Melrose Commons II
Melrose Commons II, a 30-unit multifamily affordable-housing project in New York City, represents a new approach to designing these facilities. The homes feature an all-precast concrete design that the developer agreed to try after meeting with the precaster and being convinced of the benefits.
"We've been using hollowcore plank for floors and ceilings for years in similar units," explains the project's developer, Les Bluestone, a partner in MC II Associates and a veteran of building affordable housing. "Even so, initially it was a little bit of a leap of faith to go with all-precast construction. Ordinarily we would use masonry, but masons are very busy and high priced in New York City today. We also learned we could do some things in design with precast at a more affordable price than with masonry."
Sponsored By Housing Partnership
The 30 all-precast Melrose Commons homes nearing completion are part of an initiative to build affordable housing throughout the five New York City boroughs. The New York City Housing Partnership is the public/private not-for-profit sponsor that helps obtain subsidies from the city and state for the development of low-rise, multifamily homes. Each three-story, three-family home will have one owner, who will rent the other units for income. Containing approximately 3100 square feet, each building typically sells for $291,000. (Prices varied somewhat according to location, backyard size and other amenities.) An income of $43,000 was needed to qualify, according to Megan Black of the NYC Housing Partnership.

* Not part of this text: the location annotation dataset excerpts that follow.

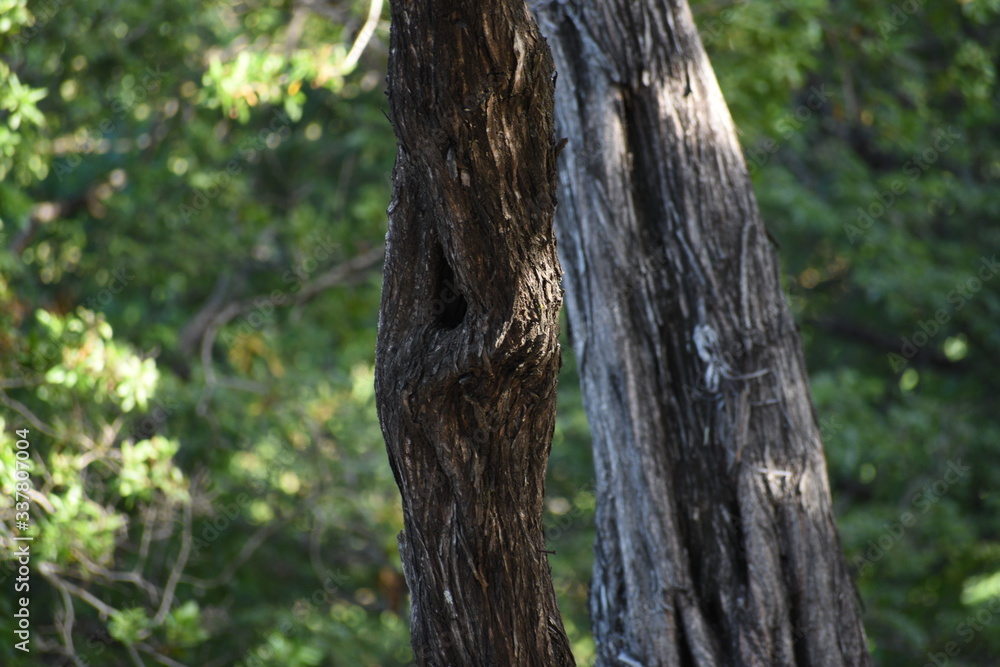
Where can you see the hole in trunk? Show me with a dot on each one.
(449, 303)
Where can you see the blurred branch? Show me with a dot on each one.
(847, 329)
(367, 30)
(244, 555)
(179, 564)
(48, 571)
(159, 657)
(66, 626)
(27, 414)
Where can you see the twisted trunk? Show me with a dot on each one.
(467, 353)
(716, 541)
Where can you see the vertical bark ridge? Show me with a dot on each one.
(467, 354)
(716, 539)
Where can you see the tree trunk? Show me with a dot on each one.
(468, 353)
(716, 541)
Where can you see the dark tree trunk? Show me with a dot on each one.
(467, 352)
(716, 541)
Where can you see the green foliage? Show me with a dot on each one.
(209, 480)
(879, 197)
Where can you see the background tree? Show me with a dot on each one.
(468, 352)
(716, 541)
(266, 419)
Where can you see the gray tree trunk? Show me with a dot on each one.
(716, 542)
(468, 353)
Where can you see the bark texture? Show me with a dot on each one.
(716, 541)
(468, 354)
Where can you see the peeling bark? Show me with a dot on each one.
(716, 541)
(468, 353)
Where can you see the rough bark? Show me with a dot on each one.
(467, 353)
(716, 541)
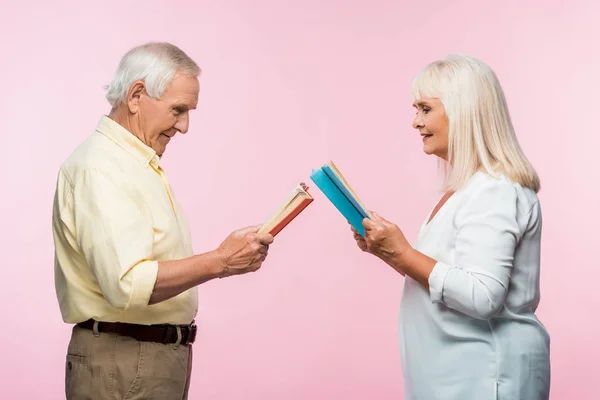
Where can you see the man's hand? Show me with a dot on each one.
(244, 251)
(360, 241)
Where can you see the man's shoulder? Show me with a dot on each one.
(96, 153)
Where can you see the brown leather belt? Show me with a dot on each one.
(146, 333)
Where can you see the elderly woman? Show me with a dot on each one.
(468, 328)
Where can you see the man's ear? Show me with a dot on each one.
(136, 91)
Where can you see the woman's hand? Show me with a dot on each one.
(384, 240)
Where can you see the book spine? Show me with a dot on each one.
(284, 222)
(338, 199)
(336, 180)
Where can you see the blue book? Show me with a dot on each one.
(331, 182)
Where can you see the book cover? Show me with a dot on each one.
(336, 188)
(289, 209)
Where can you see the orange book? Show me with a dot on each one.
(296, 202)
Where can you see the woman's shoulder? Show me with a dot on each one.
(500, 190)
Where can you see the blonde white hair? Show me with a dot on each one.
(481, 136)
(155, 63)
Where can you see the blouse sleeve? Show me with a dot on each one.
(487, 236)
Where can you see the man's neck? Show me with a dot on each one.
(124, 119)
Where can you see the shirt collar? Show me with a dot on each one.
(127, 141)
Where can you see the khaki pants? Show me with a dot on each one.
(118, 367)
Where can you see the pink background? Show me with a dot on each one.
(286, 88)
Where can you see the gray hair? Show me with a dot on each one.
(155, 63)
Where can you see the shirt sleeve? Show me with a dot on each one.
(487, 236)
(116, 239)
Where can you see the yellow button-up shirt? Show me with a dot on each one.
(114, 218)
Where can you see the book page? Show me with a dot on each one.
(345, 182)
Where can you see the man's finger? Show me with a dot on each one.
(249, 229)
(368, 224)
(265, 238)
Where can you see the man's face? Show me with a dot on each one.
(158, 120)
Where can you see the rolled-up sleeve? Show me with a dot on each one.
(487, 236)
(116, 239)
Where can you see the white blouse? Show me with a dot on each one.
(474, 334)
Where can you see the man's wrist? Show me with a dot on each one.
(220, 267)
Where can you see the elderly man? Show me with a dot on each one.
(125, 272)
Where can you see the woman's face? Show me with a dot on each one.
(432, 123)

Oldcastle Precast Inc. in South Bethlehem, N.Y., fabricated the precast components for the all-precast design, which was created by Mike Smith of Equus Design Group in Belmont, Mass. He worked in conjunction with Danois Associates, which had created the original housing plan. The developer, architect and NYC Housing Partnership also provided input on the final design. But it was the developer who made the decision to use precast construction, according to Black. "His decision was partly based on greater construction speed with precast and the ability to build during the winter," she says. "The ability to provide more design details with precast also was a key factor."